A novel, affordable, high-throughput, qPCR-based diagnostic test called quantitative Malignancy Index Diagnostic System v2 (qMIDSv2) has been developed which can accurately differentiate between low and high-risk OPMDs. The test comprises a panel of 16 biomarker genes – 14 disease-associated genes and 2 reference genes, as well as an algorithm that produces a numerical digital malignancy index ranging from 0 to 20. A score of 0-2 indicates that there is no disease, 2-4 indicates low risk, 4-8 indicates at risk and a score greater than 8 indicates high risk.
The biomarker panel includes the universal cancer gene FOXM1, which is a key gene in 39 different cancer types. The first iteration of the test (qMIDSv1) which was published and patented previously, has been tested on head and neck cancers, vulva and skin cancers with promising results. The qMIDSv2 diagnostic test is an improvement of qMIDSv1; Therefore, there is clear potential for qMIDSv2 to be developed into a universal cancer test.
The qMIDSv1 diagnostic test developed previously was first validated using UK and Norwegian tissue samples, and subsequently validated in China using ethnic Han Chinese specimens. The validation process led to the collection of over 24,000 data points, which allowed further refinement of the biomarker panel. Development of a second iteration of the test called qMIDSv2 followed.

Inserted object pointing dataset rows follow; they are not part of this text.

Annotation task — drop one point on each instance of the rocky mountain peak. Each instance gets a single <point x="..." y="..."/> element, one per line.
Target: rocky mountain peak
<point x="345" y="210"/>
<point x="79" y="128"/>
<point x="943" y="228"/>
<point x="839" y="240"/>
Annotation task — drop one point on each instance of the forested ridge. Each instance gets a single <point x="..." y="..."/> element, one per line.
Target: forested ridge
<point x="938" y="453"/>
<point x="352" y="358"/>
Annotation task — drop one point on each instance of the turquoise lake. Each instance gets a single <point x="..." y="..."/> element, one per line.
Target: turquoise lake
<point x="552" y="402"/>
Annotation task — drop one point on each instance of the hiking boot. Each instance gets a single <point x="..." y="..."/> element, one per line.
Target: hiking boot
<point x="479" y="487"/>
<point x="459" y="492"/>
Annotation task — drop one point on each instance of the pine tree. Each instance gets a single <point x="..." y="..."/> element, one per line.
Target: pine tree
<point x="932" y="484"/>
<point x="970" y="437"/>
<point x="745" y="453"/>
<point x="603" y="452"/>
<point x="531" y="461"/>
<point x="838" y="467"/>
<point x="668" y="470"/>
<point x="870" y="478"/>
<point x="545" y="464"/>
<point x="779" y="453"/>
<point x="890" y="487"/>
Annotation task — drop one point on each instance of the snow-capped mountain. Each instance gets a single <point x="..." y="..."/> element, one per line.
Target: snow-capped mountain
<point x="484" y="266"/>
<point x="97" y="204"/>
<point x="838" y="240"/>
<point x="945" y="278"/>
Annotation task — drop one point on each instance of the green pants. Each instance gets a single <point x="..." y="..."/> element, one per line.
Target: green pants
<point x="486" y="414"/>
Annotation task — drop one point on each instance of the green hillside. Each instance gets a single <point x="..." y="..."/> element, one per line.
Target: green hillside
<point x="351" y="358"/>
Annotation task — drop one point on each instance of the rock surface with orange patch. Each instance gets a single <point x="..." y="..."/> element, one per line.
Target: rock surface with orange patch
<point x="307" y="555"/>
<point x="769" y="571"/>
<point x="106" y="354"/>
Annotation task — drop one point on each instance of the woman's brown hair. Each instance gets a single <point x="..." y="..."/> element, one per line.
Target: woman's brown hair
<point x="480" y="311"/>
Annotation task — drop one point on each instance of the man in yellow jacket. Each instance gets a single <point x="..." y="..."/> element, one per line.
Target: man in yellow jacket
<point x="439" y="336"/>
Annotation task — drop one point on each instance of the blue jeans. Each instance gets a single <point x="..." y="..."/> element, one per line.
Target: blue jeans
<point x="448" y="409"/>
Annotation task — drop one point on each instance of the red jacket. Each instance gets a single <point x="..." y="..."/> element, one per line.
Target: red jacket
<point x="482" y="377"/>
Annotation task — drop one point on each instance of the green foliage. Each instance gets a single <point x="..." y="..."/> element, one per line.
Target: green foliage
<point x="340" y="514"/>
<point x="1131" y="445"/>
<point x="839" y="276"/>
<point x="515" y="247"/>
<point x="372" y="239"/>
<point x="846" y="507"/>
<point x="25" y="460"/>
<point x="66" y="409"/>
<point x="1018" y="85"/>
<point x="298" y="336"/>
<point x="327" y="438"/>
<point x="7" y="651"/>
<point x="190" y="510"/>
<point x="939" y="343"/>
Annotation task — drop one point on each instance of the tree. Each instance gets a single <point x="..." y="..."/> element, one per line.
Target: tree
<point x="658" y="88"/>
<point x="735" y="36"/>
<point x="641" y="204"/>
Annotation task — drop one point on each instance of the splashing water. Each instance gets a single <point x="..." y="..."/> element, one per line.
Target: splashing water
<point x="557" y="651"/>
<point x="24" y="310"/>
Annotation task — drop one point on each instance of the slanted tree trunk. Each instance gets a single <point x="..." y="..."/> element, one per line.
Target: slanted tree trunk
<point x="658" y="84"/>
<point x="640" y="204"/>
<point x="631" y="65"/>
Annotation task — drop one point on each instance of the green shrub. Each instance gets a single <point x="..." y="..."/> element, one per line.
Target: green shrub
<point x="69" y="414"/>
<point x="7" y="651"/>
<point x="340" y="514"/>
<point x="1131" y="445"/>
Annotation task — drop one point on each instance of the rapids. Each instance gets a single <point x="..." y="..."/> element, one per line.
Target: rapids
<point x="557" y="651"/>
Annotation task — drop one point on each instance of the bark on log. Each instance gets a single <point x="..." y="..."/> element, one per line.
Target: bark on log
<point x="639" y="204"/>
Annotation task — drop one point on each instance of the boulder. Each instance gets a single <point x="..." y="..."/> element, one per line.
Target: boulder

In qMIDSv2, eight less influential biomarkers were replaced with new genes involved in stroma/matrix and immune modulation. A validation study using clinical specimens was then performed to compare the diagnostic efficiency of qMIDSV1 (n = 102) and qMIDSv2 (n = 282). Biopsies from head and neck tissue from patient cohorts in the UK, Norway, India and China, were analysed and scored using both qMIDS tests. The head-to-head comparison demonstrated that the qMIDSv2 biomarker panel has increased sensitivity and accuracy for cancer detection over qMIDSv1. Efficiency of the qMIDSv2 test was as follows: Sensitivity: 88%, Specificity: 96%, Accuracy: 92%, False positive rate: 4.5%, Area under the curve: 0.945.
This technology is a novel qPCR-based diagnostic test comprising 14 target genes for detecting oral cancer risk. It is applicable across multiple types of cancer due to inclusion of universal cancer biomarker.
1. Novel qPCR-based diagnostic test comprising 14 target genes for detecting oral cancer risk.
2. Applicable across multiple types of cancer due to inclusion of universal cancer biomarker.
3. Prediction of patient prognosis with quantitative readout.
4. Minimally invasive test, which requires only 1 mm3 of biopsy material.
5. Low cost and rapid, with potential to automate.